By 0919 GMT, the pan-European STOXX 600 index was down 1.1% after gaining for two straight sessions and recouping a small portion of the almost 4 trillion the pandemic has knocked off share values since mid-February.

Italian and Spanish bourses fell between 0.7% and 1.5% as the number of fatalities from COVID19 in Italy topped 7,500, while those in Spain rose beyond 3,400, exceeding the total death toll in China. As new cases show little signs of peaking, Europe’s disease control agency said every country in the bloc was forecast to run out of intensive care beds by mid-April.

The benchmark European index has lost more than a quarter of its value since hitting a record high last month in one of the sharpest selloffs on record, and analysts expect more wild swings as nationwide lockdowns bring business activity to a grinding halt.

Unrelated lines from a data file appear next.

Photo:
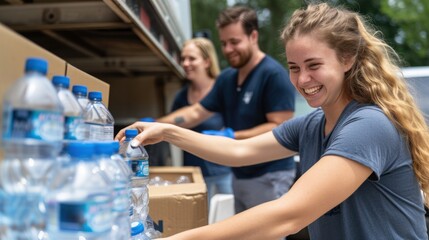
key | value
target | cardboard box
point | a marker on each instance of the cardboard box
(78, 76)
(15, 49)
(178, 207)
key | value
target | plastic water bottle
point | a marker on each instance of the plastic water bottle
(32, 133)
(137, 231)
(81, 94)
(73, 123)
(98, 119)
(121, 183)
(80, 200)
(139, 163)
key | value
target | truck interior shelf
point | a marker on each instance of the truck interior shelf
(115, 38)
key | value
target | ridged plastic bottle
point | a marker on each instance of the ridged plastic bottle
(73, 122)
(81, 94)
(99, 120)
(80, 200)
(33, 126)
(139, 162)
(121, 189)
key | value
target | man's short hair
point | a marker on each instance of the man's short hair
(243, 14)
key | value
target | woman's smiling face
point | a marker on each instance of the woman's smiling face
(316, 71)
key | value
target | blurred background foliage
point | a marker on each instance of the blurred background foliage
(403, 24)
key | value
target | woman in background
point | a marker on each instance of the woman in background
(364, 152)
(200, 62)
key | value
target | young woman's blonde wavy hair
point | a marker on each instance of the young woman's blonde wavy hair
(208, 52)
(375, 76)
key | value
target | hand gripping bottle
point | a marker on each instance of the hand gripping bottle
(98, 119)
(138, 160)
(33, 127)
(73, 123)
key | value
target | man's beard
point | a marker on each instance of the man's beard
(243, 59)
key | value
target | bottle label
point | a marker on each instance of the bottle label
(74, 128)
(139, 167)
(35, 124)
(100, 132)
(121, 198)
(93, 215)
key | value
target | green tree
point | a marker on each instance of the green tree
(403, 24)
(204, 14)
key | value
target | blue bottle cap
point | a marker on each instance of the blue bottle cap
(136, 228)
(130, 133)
(83, 150)
(62, 81)
(80, 90)
(147, 119)
(36, 64)
(104, 148)
(95, 96)
(115, 146)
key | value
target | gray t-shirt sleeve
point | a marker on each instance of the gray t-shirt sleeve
(287, 133)
(368, 137)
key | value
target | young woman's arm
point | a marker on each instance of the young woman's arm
(216, 149)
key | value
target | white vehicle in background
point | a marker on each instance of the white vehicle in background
(418, 82)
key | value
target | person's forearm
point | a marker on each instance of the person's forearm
(251, 132)
(178, 118)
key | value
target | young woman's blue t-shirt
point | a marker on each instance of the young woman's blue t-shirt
(388, 205)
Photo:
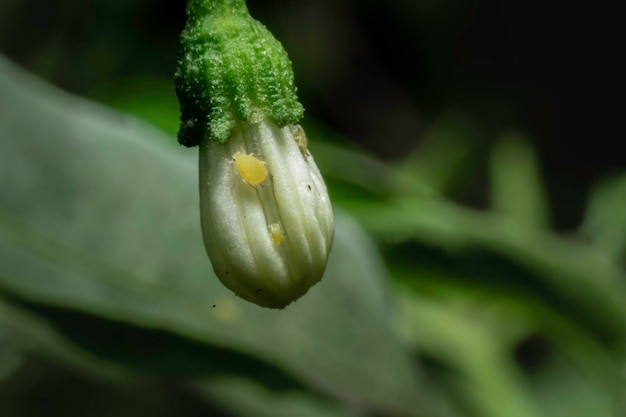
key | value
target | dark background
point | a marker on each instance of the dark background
(381, 72)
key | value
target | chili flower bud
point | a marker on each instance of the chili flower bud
(267, 221)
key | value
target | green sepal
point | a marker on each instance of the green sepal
(230, 68)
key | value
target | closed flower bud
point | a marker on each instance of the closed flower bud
(267, 221)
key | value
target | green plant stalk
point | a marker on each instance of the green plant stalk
(230, 68)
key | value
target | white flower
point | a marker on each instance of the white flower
(267, 220)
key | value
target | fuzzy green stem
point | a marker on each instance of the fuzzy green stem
(230, 69)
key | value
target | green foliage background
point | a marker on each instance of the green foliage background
(108, 305)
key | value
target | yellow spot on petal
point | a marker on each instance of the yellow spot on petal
(252, 169)
(226, 310)
(276, 233)
(300, 138)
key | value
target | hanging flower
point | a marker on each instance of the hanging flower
(267, 220)
(266, 217)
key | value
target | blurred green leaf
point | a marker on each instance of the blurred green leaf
(516, 186)
(605, 221)
(444, 157)
(493, 384)
(247, 398)
(37, 338)
(99, 214)
(581, 278)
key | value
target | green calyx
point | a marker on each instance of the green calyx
(230, 68)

German shares fell 1.5% as a survey showed consumer morale in Europe’s biggest economy tumbled to its lowest level since 2009. Tuesday and Wednesday’s sessions had added up to the market’s biggest twoday gain since the 2008 crash.

Other global stock markets were in similar shape as investors braced for an expected surge in U.S. jobless claims data later in the day, with estimates ranging from 250,000 to a whopping 4 million.

Energy stocks were among the biggest decliners on the day, tracking a fall in oil prices. The sector has been among the hardest hit this month as travel restrictio­ns and a Russia-Saudi Arabia price war hit oil demand.